Lee O’Leary, managing director of Swiss family-owned bank Hottinger’s London operation, argues the wealth management industry has been unduly hurt by a string of misdemeanours in broader financial services.
While private client businesses have experienced far less in the way of scandals, they have been tarred with the same brush as big banks, O’Leary argues.
‘It’s a shame because we have seen these situations and the private client side is pretty much unscathed, but tarnished by it,’ he says.
‘Some clients will say to a very good investment manager “it’s a shame you work for them”. But it’s not the individual they are concerned about, it’s the institutions, and we can’t control the institutions. I think the private client side has been tarnished unfairly because they tend not to have been involved in those situations.’
As the family-backed business holds no client money itself and lacks the teams of product-pushing salesmen and advisers that have caused problems for other players, O’Leary believes the firm is not subject to short-term pressures like others.
‘We don’t have those high level pressures on us.

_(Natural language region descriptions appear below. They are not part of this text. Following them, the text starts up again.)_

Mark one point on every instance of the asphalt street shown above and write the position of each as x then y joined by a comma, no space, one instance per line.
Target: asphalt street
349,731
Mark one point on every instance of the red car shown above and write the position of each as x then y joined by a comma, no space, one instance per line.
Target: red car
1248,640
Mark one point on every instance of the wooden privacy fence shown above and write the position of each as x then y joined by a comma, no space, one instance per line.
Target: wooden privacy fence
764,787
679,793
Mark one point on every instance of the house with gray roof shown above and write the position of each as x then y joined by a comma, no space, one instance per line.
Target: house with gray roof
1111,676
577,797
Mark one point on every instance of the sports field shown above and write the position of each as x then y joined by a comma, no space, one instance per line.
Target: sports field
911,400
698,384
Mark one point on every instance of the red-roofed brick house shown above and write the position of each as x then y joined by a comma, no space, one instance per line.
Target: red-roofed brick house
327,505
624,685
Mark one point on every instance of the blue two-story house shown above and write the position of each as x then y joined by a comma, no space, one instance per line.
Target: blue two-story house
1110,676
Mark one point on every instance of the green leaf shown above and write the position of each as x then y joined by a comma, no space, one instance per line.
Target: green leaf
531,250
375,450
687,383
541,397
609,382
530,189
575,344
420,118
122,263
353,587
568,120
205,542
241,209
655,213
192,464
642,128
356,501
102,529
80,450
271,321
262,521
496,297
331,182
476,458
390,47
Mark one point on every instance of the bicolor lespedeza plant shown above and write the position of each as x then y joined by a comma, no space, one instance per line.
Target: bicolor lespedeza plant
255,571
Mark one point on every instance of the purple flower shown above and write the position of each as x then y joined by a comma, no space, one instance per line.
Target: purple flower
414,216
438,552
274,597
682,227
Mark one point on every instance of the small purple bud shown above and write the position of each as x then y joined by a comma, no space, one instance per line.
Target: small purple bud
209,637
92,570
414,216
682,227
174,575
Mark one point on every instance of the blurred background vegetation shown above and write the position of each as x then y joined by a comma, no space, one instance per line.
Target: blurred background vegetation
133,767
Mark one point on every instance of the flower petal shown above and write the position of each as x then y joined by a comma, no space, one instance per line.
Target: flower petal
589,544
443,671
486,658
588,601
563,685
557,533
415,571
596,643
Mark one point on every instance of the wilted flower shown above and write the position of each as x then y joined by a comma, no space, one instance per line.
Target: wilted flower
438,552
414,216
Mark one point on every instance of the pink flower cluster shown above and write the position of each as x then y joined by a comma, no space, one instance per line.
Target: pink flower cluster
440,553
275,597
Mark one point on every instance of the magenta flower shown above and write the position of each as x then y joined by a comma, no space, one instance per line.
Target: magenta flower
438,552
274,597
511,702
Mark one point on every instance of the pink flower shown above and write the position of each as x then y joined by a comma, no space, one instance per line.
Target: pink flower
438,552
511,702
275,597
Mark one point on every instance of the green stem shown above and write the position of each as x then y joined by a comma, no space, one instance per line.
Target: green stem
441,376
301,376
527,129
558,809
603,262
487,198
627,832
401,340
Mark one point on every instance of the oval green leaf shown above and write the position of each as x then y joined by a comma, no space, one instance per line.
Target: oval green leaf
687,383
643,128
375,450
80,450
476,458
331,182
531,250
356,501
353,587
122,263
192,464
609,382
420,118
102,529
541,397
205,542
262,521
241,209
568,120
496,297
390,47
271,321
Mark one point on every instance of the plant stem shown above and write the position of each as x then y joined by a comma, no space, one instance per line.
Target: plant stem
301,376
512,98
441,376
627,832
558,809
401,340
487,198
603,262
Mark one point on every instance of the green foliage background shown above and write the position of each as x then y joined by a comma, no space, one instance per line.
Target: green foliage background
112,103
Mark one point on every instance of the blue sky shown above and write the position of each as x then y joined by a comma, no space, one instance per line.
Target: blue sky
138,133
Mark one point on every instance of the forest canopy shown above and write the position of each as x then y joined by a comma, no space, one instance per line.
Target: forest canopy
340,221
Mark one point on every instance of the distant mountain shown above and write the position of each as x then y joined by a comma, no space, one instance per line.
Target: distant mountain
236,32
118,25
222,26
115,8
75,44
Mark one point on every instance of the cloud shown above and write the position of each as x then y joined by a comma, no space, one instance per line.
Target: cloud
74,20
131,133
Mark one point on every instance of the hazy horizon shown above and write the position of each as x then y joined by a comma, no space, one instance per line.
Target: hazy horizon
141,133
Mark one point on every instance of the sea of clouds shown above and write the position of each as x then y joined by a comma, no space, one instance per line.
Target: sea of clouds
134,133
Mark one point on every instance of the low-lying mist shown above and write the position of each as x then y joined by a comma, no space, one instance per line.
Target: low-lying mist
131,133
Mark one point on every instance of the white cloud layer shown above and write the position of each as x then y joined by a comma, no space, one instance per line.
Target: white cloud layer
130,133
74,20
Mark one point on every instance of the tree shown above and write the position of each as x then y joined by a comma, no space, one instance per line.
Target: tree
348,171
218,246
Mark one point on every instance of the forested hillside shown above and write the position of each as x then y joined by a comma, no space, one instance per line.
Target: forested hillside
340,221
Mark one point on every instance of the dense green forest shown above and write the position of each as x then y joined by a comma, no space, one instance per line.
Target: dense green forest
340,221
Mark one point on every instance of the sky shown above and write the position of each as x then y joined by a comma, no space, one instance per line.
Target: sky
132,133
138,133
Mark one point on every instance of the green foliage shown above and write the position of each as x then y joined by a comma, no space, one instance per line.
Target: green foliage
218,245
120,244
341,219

The Hottinger family has been very supportive; I have no real pressures from them.’
Against this backdrop, O’Leary is seeing increased interest from prospective clients wishing to have their investments managed by a Swiss player.
‘We have done absolutely no marketing, we have no public side of it. We are a very discreet organisation. The [Hottinger] family want us to be that way and we want to be that way,’ he says.
O’Leary was working as a director and senior asset manager at Julius Baer, with over 30 years’ experience under his belt, when he was approached by the investment arm of Swiss private bank Hottinger to set up a London office to complement its New York and Luxembourg operations.